O Major, que é chamado Major apesar de nunca na vida ter vestido uma farda, passou a adolescência fazendo rondas no interior da Bahia. Vivia perambulando na “mata” – ele conta assim, de forma genérica – prestando pequenos serviços, levando recados ou simplesmente vendo o tempo passar. Foi numa dessas voltas, ao entardecer, na companhia de um amigo, que viu um fantasma pela primeira vez.

- Era um vulto branco, assim, como se fosse uns pedaços de plástico agarrados na árvore – descreveu.
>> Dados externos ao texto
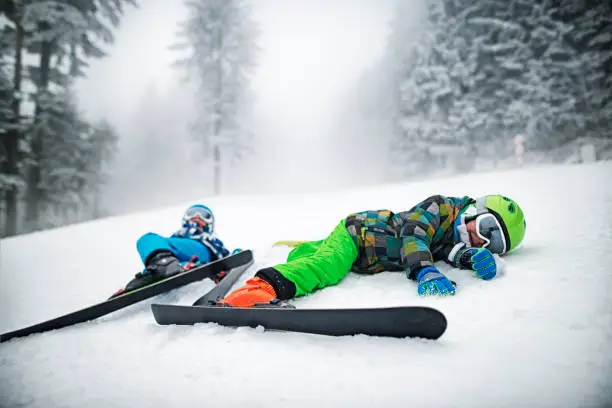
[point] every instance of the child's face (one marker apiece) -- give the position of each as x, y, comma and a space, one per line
475, 240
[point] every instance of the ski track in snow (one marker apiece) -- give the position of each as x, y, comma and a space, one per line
539, 335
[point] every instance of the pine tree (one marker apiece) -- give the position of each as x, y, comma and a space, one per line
63, 35
12, 57
220, 39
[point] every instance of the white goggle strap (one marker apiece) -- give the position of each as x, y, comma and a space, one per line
481, 208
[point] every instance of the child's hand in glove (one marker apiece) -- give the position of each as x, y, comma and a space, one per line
479, 260
432, 282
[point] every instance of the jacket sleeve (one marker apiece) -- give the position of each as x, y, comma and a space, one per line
417, 233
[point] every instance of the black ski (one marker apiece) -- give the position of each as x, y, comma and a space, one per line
210, 270
405, 321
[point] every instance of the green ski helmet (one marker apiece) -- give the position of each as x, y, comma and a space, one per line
509, 215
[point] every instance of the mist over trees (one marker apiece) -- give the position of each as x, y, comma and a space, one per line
53, 160
456, 82
475, 73
219, 44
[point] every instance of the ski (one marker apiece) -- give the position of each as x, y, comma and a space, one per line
400, 322
288, 243
210, 270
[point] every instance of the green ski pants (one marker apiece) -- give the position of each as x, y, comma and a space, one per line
316, 264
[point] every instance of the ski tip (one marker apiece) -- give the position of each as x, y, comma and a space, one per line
288, 243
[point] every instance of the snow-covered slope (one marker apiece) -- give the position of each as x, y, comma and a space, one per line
538, 336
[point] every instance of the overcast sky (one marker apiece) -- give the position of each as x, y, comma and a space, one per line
312, 51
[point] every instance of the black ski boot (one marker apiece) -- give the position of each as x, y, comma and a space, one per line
161, 265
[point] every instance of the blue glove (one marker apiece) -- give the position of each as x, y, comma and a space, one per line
432, 282
479, 260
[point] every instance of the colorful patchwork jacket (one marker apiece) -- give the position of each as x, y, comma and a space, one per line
407, 241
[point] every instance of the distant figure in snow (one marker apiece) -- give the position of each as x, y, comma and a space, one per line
464, 232
193, 244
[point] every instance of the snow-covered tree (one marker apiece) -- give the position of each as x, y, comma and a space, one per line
220, 40
70, 161
62, 34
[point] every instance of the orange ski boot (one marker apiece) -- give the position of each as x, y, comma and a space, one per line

A segunda vez que o Major viu um fantasma foi recentemente, no Guará. Desceu na parada de ônibus costumeira, dobrou, como sempre, as sinistras esquinas que o levariam até sua casa e, num beco deserto, viu uma velha de capuz. Apressou o passo, deixando-a para trás – mas, pouco adiante, apiedou-se e decidiu voltar para oferecer ajuda à pobre. Ela havia desaparecido. Só então, se dando conta da natureza sobrenatural da senhora, sentiu palpitar na garganta o coração e nas pernas a vontade de correr. Controlou-se e caminhou até o destino, lançando esporadicamente à noite guaraense, por via das dúvidas, manifestações verbais de suas boas intenções, bom coração e vontade de viver. Orgulhou-se de sua coragem.

- Quando eu tô sozinho, não tenho medo de fantasma. Mas se tiver alguém comigo, é outra história. O medo mesmo é aquele que os vivos colocam uns nos outros... – resumiu.

Eu não conheceria o Major se a dona Chica não tivesse renunciado à tesoura para concentrar-se nas atividades de manicure e fofoqueira. Um dia qualquer, cheguei ao salão em que corto os cabelos desde antes de os ter, e o Major era o único profissional disponível. Imediatamente, enquanto tascava máquina três em três quintos da minha superfície capilar, encetou uma conversa para-filosófica sobre a bondade humana – um de seus temas preferidos – baseada nalgum crime particularmente cruel que estivera em evidência.

- O problema do mundo é que algumas pessoas são boas. Outras, não.

Frequentemente passo em frente ao salão e vejo Major olhando para a rua parada, ensolarada, pesada. Não é aquele olhar obtuso das ausências introspectivas que todos temos (uns mais que outros), mas a tradução física dos intrincados processos por meio dos quais desvela dentro de si os segredos universais. Nos 17 minutos que leva para me tosquiar, costuma me agraciar com alguma nova descoberta.

- O homem não dominou a natureza só porque é inteligente. Na verdade, estamos aqui hoje porque podemos comer de tudo, qualquer coisa. O tubarão, por exemplo, é um animal perfeito, mas não vingou. E por que não? Porque não come de tudo. Você nunca vai ver um tubarão comendo frango, por exemplo.

Desde então, a imagem do predador marinho mastigando delicadamente um frango que inexplicavelmente foi parar no fundo do mar é, para mim, a melhor alegoria para o declínio do homo sapiens. Que não virá enquanto houver gente como o rapaz que corta cabelos naquela salinha singela, na Asa Sul. Longa vida ao Major!